The Yanghyun Foundation (Eun Young Choi, Chief Director), announced the winner of the 2008 Yanghyun Prize
Cameron Jamie, an American artist currently living and based in Paris, took the honor of being named the winner of the first Yanghyun Prize.
Cameron Jamie was born in Los Angeles, California in 1969. And although he on and off attended Cal Arts (the California Institute of Arts)
between 1991 and 1994, he describes himself as a self-taught artist.
Cameron Jamie's work-a blend of video, performance, sculpture and drawing-deals with American history and culture,
later broader western history and culture, in particular their dysfunction manifestations.

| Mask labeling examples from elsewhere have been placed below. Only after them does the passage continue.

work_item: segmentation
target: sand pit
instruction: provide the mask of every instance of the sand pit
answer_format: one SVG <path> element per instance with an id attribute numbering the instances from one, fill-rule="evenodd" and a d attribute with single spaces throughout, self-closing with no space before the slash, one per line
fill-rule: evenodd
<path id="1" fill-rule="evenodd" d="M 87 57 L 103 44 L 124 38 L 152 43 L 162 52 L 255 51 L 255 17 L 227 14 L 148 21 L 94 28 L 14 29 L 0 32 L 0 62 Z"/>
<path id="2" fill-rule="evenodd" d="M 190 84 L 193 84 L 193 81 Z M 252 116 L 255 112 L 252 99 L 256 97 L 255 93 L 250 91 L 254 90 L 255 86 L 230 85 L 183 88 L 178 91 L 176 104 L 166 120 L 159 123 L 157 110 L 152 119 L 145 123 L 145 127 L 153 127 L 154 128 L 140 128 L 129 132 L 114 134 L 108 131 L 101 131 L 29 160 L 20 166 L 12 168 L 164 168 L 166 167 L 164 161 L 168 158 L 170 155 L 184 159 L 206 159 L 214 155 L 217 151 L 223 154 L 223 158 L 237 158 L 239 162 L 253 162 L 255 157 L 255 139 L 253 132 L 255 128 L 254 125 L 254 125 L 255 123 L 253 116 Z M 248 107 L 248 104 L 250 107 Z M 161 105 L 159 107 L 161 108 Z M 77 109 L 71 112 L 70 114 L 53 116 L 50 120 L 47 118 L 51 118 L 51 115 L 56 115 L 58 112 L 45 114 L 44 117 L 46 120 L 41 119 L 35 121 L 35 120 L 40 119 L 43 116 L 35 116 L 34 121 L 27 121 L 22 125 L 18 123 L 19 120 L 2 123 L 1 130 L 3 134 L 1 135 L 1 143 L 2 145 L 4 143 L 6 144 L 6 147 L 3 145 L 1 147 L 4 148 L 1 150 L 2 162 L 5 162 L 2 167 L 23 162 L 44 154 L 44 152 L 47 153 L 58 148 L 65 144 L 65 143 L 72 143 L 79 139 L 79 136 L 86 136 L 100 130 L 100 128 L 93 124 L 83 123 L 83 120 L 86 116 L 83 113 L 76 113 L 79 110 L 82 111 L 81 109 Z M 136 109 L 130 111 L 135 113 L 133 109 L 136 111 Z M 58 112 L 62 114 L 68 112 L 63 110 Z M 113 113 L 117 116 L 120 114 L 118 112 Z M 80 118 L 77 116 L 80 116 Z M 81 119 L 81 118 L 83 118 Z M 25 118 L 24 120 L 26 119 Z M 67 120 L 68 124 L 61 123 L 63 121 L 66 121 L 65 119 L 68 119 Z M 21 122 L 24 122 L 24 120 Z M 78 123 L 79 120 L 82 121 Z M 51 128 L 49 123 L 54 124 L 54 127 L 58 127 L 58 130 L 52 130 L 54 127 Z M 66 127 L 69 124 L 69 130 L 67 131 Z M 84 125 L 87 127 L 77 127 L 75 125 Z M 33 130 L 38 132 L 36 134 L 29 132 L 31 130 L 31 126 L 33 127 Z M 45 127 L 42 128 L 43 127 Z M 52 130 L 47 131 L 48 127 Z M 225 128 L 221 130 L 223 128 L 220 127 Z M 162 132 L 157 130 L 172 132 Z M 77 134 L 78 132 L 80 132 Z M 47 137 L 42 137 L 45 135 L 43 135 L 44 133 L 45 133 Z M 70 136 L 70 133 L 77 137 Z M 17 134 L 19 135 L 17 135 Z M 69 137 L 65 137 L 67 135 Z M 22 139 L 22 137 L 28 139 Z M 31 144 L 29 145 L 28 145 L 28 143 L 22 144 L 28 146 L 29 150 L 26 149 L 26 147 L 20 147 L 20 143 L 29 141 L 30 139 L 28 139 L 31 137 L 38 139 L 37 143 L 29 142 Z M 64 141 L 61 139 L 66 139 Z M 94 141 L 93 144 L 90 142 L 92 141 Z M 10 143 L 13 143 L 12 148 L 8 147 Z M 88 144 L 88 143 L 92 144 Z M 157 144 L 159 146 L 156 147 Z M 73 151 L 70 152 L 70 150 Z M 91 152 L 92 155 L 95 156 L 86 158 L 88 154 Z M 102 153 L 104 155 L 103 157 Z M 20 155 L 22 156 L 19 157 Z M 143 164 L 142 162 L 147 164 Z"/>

He had his first U.S. solo museum exhibition at Walker Art Center in 2006 and participated in MIT LVAC, Whitney Biennale, Venice Biennale and other film festivals
and unveiled his works. Also he has been involved in many group exhibitions such as <Legitimate Theater> at LACMA in 2001, <Contrepoint> at Musee du Louvre in 2004
and <Let's Entertain/Au-dela du spectacle> at Pompidou in Paris, 2000-2001.

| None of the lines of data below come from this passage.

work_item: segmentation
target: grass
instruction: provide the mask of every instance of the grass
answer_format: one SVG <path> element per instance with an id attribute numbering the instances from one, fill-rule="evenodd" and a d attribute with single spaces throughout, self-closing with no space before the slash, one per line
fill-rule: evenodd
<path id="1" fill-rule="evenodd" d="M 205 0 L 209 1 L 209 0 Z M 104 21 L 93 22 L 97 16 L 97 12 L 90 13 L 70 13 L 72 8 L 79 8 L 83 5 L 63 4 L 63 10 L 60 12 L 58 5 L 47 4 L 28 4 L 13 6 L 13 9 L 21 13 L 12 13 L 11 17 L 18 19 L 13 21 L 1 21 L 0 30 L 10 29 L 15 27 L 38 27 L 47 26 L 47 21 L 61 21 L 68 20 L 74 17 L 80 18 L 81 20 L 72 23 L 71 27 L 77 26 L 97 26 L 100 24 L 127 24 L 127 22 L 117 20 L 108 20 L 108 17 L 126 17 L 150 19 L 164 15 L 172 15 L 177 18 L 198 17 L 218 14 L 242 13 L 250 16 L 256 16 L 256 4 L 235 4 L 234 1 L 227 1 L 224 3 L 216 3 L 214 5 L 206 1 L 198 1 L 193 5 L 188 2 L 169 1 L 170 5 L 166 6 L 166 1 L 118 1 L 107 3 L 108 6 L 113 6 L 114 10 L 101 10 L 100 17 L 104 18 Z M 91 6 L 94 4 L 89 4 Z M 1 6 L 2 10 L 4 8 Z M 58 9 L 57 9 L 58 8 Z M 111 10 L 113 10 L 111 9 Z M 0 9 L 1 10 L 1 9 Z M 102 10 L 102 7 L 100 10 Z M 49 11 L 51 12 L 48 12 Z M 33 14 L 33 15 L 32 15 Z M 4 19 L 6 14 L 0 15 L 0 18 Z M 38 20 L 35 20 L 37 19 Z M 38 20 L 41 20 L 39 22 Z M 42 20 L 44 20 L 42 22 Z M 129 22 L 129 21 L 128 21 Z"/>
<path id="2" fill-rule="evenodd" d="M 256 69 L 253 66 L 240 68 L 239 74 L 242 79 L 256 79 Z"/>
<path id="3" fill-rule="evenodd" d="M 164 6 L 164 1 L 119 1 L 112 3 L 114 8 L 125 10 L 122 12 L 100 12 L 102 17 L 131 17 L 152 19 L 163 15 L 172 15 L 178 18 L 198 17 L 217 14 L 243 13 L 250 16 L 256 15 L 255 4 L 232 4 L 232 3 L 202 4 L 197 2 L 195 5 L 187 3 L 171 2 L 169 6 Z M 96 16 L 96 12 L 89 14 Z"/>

Cameron Jamie understands art as an instrument that is closely related to cultural studies. His investigations are determined by the anthropology
of cultural creation within the reference framework of its particular societal, historical-political,literary-artistic, economic and legal conditions.

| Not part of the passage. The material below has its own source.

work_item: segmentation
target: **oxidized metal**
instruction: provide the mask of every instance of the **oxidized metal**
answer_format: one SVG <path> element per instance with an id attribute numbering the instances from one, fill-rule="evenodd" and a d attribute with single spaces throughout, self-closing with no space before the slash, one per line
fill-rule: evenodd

Jamie's sharp critical gaze often focuses on popular culture and its impact on everyday life and the psyche. His intricate work has its background
in the artist's own folklore and mythologies. Using American suburban culture as a cultural study, he analyzes how the structures of mythology are shaped
and shared and the extent to which they participate in the creation of individuals' fictional worlds, fictional selves.
We made a careful selection to choose Cameron Jamie as the first recipient of the Yanghyun Prize after reviewing many qualified candidates.
We came to this conclusion without a great deal of debate, recognizing in his work several currents that shape contemporary practice
and have allowed Cameron's work to make such large waves despite his young age of 39.
These include: a propensity for working across media including performance; a superimposition of pictorial worlds informed by both entertainment and art;
a collaborative urgency and embrace of improvisation; and, finally, a skeptical yet intimate approach to those rituals (often cruel), which give meaning to ordinary lives.
He is something of an archeologist, mining our superheroes and broken histories to locate our human connections. Deep down, in a stratum
that can only be called "sub-conscious," he finds the unconventional in all of us.
We hear the beat (often literally in the dense and aggressive music of Keiji Haino or the Melvins which accompany his films) and our heart beats faster
because we understand that we are capable of both great things and bad.